4. THINK BEYOND BORDERS: “We should go forth on the shortest walk, perchance, in the spirit of undying adventure, never to return; prepared to send back our embalmed hearts only, as relics to our desolate kingdoms.”
5. GET OFF THE BEATEN PATH: “Roads are made for horses and men of business. I do not travel in them much, comparatively, because I am not in a hurry to get to any tavern or grocery or livery-stable or depot to which they lead.”
6. IT’S EASIER THAN YOU THINK: “It is very rare that you meet with obstacles in this world which the humblest man has not faculties to surmount. . .. So far as my experience goes, travellers generally exaggerate the difficulties of the way.”
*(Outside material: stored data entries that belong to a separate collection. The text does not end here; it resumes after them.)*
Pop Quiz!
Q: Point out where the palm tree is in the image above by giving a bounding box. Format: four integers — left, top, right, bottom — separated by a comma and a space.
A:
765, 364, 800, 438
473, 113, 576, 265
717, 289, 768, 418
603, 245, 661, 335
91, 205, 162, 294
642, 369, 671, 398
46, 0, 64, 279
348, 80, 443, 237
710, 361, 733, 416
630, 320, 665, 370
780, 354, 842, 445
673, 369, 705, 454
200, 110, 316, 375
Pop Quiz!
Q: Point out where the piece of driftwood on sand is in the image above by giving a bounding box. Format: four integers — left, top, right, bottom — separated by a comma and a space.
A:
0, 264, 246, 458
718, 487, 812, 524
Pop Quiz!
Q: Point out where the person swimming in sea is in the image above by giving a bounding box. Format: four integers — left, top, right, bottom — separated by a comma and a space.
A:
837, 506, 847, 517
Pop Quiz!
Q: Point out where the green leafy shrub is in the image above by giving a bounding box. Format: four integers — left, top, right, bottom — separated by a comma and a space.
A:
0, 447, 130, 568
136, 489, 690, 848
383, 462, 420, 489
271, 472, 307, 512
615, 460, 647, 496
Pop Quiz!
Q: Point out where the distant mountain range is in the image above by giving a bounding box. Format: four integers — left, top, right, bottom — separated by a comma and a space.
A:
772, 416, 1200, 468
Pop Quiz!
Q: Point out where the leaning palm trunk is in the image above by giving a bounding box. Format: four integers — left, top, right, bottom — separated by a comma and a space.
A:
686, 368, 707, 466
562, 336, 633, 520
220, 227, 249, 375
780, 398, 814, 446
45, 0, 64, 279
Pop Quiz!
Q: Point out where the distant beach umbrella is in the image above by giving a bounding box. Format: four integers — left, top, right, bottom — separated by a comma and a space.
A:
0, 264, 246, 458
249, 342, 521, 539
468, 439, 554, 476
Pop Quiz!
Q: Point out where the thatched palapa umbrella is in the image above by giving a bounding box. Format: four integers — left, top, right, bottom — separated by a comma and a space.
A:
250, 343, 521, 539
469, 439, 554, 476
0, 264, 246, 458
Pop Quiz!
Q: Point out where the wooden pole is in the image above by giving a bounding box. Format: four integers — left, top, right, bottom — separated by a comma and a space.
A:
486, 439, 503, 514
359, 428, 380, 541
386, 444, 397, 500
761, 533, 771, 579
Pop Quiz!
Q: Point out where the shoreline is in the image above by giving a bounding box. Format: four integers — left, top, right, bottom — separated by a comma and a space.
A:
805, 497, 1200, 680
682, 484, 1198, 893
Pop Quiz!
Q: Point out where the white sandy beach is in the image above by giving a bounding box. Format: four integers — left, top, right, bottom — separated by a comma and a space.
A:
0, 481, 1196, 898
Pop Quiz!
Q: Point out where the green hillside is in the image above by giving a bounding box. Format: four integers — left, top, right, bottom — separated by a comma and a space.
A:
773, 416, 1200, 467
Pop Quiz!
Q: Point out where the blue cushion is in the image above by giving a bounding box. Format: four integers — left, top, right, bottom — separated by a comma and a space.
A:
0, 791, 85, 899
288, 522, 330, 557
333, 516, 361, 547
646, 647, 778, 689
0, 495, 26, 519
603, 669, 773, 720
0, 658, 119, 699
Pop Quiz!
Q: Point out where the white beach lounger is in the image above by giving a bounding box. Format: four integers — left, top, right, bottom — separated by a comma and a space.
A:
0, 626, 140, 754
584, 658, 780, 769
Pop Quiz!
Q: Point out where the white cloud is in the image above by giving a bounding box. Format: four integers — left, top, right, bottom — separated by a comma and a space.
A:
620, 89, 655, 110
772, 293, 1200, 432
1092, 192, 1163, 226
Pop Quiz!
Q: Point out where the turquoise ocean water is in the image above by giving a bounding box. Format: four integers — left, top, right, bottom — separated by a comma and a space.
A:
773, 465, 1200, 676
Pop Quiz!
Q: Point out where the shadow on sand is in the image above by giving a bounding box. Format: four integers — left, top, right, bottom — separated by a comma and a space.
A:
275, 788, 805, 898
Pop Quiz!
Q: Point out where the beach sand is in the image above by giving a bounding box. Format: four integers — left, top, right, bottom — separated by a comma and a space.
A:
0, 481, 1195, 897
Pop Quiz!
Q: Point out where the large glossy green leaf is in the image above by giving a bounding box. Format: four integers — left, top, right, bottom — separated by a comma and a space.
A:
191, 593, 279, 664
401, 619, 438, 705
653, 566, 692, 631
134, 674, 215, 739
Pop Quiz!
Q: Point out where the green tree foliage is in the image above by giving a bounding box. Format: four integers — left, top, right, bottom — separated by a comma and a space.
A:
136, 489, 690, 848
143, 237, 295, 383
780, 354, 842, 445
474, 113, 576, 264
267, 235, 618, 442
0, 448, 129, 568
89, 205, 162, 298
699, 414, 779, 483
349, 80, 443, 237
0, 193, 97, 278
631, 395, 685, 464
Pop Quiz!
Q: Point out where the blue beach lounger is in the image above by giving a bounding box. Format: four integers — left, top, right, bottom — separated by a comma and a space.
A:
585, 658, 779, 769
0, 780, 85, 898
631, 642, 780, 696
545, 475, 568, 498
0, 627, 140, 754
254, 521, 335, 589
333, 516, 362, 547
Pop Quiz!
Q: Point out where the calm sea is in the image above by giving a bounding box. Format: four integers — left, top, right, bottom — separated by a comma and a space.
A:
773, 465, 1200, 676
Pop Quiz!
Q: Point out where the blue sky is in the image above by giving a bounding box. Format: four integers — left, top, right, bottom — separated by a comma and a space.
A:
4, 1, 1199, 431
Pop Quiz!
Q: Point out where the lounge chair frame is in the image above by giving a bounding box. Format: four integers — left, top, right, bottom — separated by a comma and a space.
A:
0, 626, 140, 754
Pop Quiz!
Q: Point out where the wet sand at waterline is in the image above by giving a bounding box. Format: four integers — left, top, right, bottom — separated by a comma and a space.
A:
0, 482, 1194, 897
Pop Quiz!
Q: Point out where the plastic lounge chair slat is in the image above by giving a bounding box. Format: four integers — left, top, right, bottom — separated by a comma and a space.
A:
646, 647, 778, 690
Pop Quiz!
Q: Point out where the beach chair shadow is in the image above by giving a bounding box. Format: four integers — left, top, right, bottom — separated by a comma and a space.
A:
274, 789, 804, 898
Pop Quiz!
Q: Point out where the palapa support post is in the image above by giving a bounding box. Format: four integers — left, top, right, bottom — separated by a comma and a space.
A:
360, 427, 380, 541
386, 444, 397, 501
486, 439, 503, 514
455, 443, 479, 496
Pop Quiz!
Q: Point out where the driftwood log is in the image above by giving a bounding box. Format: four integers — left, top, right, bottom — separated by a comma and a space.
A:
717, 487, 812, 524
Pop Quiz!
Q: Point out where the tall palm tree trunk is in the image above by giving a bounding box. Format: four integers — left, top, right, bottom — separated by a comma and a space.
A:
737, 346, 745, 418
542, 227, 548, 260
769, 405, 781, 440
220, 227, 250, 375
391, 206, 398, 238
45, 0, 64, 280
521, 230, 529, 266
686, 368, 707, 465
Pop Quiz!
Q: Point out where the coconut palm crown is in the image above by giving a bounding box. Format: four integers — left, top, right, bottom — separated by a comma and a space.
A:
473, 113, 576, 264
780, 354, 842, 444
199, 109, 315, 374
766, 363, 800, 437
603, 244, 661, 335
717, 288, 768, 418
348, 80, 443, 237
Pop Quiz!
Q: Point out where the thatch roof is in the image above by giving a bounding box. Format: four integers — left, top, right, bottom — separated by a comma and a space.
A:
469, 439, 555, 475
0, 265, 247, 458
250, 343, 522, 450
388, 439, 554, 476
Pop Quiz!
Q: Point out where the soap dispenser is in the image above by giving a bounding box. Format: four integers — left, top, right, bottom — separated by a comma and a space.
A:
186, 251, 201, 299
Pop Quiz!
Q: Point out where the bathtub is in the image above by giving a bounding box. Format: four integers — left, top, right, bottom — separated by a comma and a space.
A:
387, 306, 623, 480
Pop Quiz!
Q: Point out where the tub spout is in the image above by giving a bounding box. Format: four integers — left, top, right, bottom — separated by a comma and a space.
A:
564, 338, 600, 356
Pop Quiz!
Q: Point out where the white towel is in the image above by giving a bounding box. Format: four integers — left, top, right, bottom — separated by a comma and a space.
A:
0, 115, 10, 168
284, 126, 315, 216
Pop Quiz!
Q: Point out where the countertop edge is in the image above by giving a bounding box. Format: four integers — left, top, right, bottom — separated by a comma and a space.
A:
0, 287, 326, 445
7. DON’T WORRY ABOUT GETTING LOST: “If a person lost would conclude that after all he is not lost, he is not beside himself, but standing in his own old shoes on the very spot where he is, and that for the time being he will live there; but the places that have known him, they are lost,-- how much anxiety and danger would vanish.”
8. DON’T MISS THE METAPHOR: “There is, however, this consolation to the most way-worn traveller, upon the dustiest road, that the path his feet describe is so perfectly symbolical of human life,--now climbing the hills, now descending into the vales. From the summits he beholds the heavens and the horizon, from the vales he looks up to the heights again. He is treading his old lessons still, and though he may be very weary and travel-worn, it is yet sincere experience.”